Дворкин уже сидел за столиком в углу, в полумраке, из которого он мог видеть весь зал, оставаясь почти невидимым. Идеальная позиция для хищника. Он листал тяжелое, в кожаном переплете, меню. Он был одет в элегантный твидовый пиджак и выглядел так, будто родился в этом зале. Он поднял голову, наши взгляды встретились, и он радушно улыбнулся. Улыбка была такой же теплой, как лезвие гильотины.
— Алексей Петрович, присаживайтесь. Не опоздали ни на минуту. Пунктуальность — вежливость не только королей, но и судей. Попробуйте это шабли, превосходный винтаж.
Официант, возникший из ниоткуда, наполнил мой бокал. Вино было холодным и терпким, с запахом зеленых яблок и чужого богатства.
— Я не пью за рулем, — сказал я, повторяя заученную фразу, которая прозвучала жалко.
— Возьмете такси. Сегодня можно, — он отложил меню и посмотрел на меня с отеческой заботой. — Я уже сделал заказ. Надеюсь, вы не против рулетов по-павловски. Ирония судьбы, не правда ли?

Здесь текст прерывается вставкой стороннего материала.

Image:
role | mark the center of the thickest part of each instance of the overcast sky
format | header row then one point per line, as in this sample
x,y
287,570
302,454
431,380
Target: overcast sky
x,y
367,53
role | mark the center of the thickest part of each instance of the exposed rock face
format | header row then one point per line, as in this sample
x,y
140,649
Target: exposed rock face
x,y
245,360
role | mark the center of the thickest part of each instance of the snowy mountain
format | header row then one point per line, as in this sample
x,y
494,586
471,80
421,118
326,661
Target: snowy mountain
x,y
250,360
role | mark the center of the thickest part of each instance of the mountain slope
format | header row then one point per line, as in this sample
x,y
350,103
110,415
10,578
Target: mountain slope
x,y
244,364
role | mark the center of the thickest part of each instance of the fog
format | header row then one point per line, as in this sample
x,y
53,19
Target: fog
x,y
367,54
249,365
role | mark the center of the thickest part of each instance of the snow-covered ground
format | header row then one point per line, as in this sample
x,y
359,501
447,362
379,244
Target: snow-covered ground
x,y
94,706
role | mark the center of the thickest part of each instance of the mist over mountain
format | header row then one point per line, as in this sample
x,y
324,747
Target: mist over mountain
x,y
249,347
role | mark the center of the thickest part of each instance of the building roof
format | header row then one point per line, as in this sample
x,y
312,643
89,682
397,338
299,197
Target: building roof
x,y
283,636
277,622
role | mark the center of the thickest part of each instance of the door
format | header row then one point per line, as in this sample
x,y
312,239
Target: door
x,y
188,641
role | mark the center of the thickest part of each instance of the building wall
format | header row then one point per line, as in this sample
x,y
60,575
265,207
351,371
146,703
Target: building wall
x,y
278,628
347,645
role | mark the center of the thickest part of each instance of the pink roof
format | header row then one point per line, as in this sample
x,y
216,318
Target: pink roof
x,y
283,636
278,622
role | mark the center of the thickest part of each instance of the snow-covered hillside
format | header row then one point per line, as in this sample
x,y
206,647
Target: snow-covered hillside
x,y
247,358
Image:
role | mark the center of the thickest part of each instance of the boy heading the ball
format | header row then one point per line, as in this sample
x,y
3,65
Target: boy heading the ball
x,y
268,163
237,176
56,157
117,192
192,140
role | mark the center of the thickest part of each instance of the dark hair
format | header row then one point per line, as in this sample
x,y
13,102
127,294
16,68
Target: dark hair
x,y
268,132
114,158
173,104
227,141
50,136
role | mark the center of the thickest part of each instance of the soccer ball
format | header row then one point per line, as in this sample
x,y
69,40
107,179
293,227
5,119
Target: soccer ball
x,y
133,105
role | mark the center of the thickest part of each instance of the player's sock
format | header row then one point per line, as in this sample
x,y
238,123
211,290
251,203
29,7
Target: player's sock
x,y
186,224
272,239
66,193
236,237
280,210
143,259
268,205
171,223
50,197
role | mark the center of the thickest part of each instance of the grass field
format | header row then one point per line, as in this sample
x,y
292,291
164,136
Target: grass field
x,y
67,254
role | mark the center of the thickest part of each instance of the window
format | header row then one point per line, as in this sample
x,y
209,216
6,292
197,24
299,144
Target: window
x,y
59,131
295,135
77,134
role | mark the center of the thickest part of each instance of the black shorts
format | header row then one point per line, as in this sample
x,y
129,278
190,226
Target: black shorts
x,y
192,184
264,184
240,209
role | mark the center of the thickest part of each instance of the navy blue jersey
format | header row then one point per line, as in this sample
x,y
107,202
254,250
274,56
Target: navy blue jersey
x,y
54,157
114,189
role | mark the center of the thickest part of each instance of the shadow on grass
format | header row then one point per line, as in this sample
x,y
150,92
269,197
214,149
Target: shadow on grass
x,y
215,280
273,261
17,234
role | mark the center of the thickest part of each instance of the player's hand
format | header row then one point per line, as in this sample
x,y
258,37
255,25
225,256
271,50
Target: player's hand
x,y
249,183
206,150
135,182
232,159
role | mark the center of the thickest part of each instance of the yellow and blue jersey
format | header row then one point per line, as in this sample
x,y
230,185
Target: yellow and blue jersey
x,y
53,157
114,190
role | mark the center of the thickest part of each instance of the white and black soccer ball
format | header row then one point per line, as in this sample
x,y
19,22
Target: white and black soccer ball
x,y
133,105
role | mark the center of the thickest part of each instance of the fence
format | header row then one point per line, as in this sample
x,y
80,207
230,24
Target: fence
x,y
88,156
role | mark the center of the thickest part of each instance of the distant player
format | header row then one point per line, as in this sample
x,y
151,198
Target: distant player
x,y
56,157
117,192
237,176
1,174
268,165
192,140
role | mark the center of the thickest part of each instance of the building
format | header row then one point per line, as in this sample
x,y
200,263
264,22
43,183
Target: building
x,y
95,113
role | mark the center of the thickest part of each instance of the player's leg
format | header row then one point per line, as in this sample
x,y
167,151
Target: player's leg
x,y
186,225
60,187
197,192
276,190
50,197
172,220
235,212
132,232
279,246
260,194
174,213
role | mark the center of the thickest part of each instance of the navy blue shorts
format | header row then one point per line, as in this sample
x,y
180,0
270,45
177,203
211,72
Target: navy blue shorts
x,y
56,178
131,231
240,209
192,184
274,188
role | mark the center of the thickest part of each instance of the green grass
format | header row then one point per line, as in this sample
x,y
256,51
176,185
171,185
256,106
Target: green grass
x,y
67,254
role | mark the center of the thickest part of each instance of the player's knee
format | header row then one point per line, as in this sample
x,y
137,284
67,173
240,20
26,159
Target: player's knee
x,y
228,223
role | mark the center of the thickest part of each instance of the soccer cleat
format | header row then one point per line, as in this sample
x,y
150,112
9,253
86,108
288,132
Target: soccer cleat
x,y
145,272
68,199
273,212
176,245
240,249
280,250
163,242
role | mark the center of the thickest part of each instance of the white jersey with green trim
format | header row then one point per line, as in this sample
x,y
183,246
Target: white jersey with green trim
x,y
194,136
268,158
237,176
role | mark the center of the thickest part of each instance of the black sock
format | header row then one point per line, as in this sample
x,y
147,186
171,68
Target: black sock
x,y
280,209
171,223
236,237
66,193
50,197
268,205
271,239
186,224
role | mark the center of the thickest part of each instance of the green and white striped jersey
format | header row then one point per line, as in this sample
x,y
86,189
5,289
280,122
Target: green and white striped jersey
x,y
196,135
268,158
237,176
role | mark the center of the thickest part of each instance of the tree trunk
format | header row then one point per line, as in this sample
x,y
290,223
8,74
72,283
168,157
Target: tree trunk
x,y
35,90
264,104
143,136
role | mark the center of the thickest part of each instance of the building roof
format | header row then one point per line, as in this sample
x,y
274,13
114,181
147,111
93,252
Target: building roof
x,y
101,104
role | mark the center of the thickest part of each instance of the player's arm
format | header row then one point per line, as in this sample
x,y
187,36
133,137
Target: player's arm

Он подмигнул. По спине пробежал холодок. Он наслаждался этим. Каждой деталью, каждым намеком.
Разговор начался издалека. Он рассказывал о своих лекциях в Европе, о борьбе с сектами во Франции, о политической близорукости европейских чиновников, которые под вывеской толерантности позволяют «духовным супермаркетам» торговать человеческими душами. Он был блестящим рассказчиком. Умным, эрудированным, обаятельным. Если бы я не знал, кто он, я бы решил, что передо мной сидит настоящий интеллектуал, радеющий за судьбы мира.
— Они не понимают, Алексей Петрович, — говорил он, элегантно орудуя ножом и вилкой. — Они видят лишь фасад. Благотворительность, борьба с наркоманией, программы по образованию... Красивая упаковка. А внутри — яд. Медленный, разрушающий личность яд. Саентология — это не религия. Это политическая организация фашистского типа с коммерческим уклоном. Их цель, как писал старик Хаббард, — «полный контроль над планетой». И они идут к ней, используя демократические институты как таран против самой демократии.
— У Минюста в иске другие аргументы, — возразил я, стараясь вернуть разговор в правовое поле, на единственную территорию, где я еще чувствовал себя уверенно. — Регистрация товарного знака. Отсутствие признаков религиозного объединения. Все это довольно шатко. Любой студент-первокурсник юрфака разобьет эти доводы.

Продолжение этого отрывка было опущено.